With French baroque opera all but banished from the UK’s major opera companies, it’s left to concert halls and country houses to fill the void. There’s a full-length treat ahead this summer with Rameau’s opéra-ballet Les Indes Galantes at Hampshire’s Grange Festival, but first Temple Music served up an amuse-bouche from Christian Curnyn and his Early Opera Company.
Before there was George Bernard Shaw (or My Fair Lady, for that matter) there was Rameau’s take on the myth of Pygmalion – the artist so in love with his own creation that she comes to life. The composer’s one-act opera is the perfect mouthful of a genre English audiences still treat with suspicion: a drama-in-miniature framed in some of the composer’s loveliest dance-music.
For so compact a drama (just four characters, including the Statue) the emotional stakes are surprisingly high, largely owing to an extraordinarily virtuosic sequence of arias and ariosos for Pygmalion himself (a high-stakes, high-wire role for haute-contre) starting with “Fatal Amour!” and finishing with “Régne Amour”. Any performance stands or falls with Pygmalion, and here it wobbled a little.

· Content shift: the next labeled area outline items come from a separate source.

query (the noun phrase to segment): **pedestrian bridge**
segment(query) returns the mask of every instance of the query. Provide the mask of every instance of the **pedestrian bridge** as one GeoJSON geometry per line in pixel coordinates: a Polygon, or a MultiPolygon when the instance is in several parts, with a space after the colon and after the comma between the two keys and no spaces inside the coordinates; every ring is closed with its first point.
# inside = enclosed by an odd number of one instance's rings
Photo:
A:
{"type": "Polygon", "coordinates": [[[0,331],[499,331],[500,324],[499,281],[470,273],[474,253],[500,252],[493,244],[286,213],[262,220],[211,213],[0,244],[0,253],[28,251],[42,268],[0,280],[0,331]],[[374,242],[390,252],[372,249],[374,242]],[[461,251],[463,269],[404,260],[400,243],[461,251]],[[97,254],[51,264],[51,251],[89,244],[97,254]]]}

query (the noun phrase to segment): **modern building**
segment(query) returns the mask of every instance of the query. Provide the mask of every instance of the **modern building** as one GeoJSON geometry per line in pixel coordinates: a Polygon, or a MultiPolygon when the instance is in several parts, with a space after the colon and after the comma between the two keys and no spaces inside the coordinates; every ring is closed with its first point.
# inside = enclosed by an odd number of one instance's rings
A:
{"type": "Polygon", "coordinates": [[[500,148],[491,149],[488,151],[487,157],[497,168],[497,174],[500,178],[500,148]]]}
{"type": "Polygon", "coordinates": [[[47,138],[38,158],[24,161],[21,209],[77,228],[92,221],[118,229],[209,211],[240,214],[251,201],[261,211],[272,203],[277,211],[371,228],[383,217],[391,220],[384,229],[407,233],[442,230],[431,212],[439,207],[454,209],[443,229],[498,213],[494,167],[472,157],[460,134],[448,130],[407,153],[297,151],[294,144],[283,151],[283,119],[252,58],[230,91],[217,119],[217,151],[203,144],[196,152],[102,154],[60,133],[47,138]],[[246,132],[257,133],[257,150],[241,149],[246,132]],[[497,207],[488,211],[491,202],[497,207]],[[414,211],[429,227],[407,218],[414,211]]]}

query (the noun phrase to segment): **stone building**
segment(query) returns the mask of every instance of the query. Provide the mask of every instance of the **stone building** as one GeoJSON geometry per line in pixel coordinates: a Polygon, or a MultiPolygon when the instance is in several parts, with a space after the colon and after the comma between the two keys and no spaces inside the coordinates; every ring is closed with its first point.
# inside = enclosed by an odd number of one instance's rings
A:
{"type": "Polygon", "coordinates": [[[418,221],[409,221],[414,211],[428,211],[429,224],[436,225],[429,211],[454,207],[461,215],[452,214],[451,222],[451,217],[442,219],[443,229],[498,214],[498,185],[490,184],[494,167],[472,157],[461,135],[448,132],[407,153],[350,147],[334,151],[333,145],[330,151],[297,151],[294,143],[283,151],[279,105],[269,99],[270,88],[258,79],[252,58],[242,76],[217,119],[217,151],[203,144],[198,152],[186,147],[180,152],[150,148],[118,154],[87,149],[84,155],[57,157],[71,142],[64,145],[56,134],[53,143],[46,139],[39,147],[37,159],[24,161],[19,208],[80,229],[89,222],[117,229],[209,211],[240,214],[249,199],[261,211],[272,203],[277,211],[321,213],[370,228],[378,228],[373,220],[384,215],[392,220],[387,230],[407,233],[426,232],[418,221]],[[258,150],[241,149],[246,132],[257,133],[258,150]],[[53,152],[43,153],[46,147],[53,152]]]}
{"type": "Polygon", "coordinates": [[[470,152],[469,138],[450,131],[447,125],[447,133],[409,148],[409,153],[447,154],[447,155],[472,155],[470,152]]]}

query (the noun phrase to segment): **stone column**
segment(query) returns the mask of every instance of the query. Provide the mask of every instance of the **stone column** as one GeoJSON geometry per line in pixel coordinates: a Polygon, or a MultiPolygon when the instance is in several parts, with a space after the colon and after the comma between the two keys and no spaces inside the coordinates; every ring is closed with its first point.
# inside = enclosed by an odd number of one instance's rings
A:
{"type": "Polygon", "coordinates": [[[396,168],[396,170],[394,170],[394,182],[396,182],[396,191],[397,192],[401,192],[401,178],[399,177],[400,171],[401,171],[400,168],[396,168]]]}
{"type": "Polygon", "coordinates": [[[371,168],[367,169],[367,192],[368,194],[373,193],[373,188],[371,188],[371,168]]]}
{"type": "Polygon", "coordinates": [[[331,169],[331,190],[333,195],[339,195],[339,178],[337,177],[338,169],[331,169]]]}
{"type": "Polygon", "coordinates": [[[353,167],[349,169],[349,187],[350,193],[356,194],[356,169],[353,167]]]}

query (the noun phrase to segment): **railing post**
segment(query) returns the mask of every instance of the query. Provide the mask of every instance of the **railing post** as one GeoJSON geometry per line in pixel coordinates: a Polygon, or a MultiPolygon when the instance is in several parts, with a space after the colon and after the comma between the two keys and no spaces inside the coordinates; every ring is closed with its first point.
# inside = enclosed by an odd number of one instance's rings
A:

British tenor Samuel Boden has a sweet, flexible instrument that floats easily above the stave, capable of wriggling dextrously through even the densest thicket of semiquavers. But this wasn’t the best night for singer, visibly and audibly tense. Balance in Middle Temple Hall is a tricky affair, but strings frequently overpowered Boden, happiest in the knotty emotion of the initial languishing than the later celebration of Love’s power. “Régne Amour” never quite found the brilliance or power this unapologetic display of vocal pyrotechnics demands. Rising sopranos Jessica Cale and Lauren Lodge-Campbell did lively battle as love-rivals Céphise (Pygmalion’s neglected girlfriend) and the Statue – Cale’s warmer, fuller voice a foil to Lodge-Campbell’s silvery clarity. But Rachel Redmond’s charismatic Amour, fizzing with mischievous energy, took the laurels. “Jeux es Ris” sparkled and danced, eddying on the currents of strings and woodwind, at one with Curnyn’s ensemble (Redmond pictured above by Chris Wallace).
At the centre of the opera is a sequence of dances. Amour summons the Graces, who instruct the Statue in movement, sliding gracefully from mood to mood. Both here and in the preceding transformation scene, with its ravishing musical metamorphosis, the orchestra is in the spotlight. Curnyn’s rhythms were all groove and snap, from pomp to languor and back in an instant, his band alert and responsive, iridescent with shifting colours. The opera’s closing pair of dances: the lovely “Air gracieux” and the rollicking “Contredanse” (gilded with tambourine) sent us out in style.
Things were less in focus in the orchestral suite from Les Boréades. The concert’s colourful opener took time to settle, feeling under-rehearsed. Balance and tuning weren’t helped by the space, knocked off kilter occasionally by the glorious rusticity of Ursula Paludan Monberg and Peter Moutoussis’s horns – full-throttle in Rameau’s filmic “Suite des vents”, aided and abetted by Scott Bywater’s percussion.
This is music with no need for staging: Rameau does it all in the score. The opera house’s loss is the concert hall’s gain, and with advocacy of Curnyn and the like hopefully we’ll get the chance to hear more of these glorious works.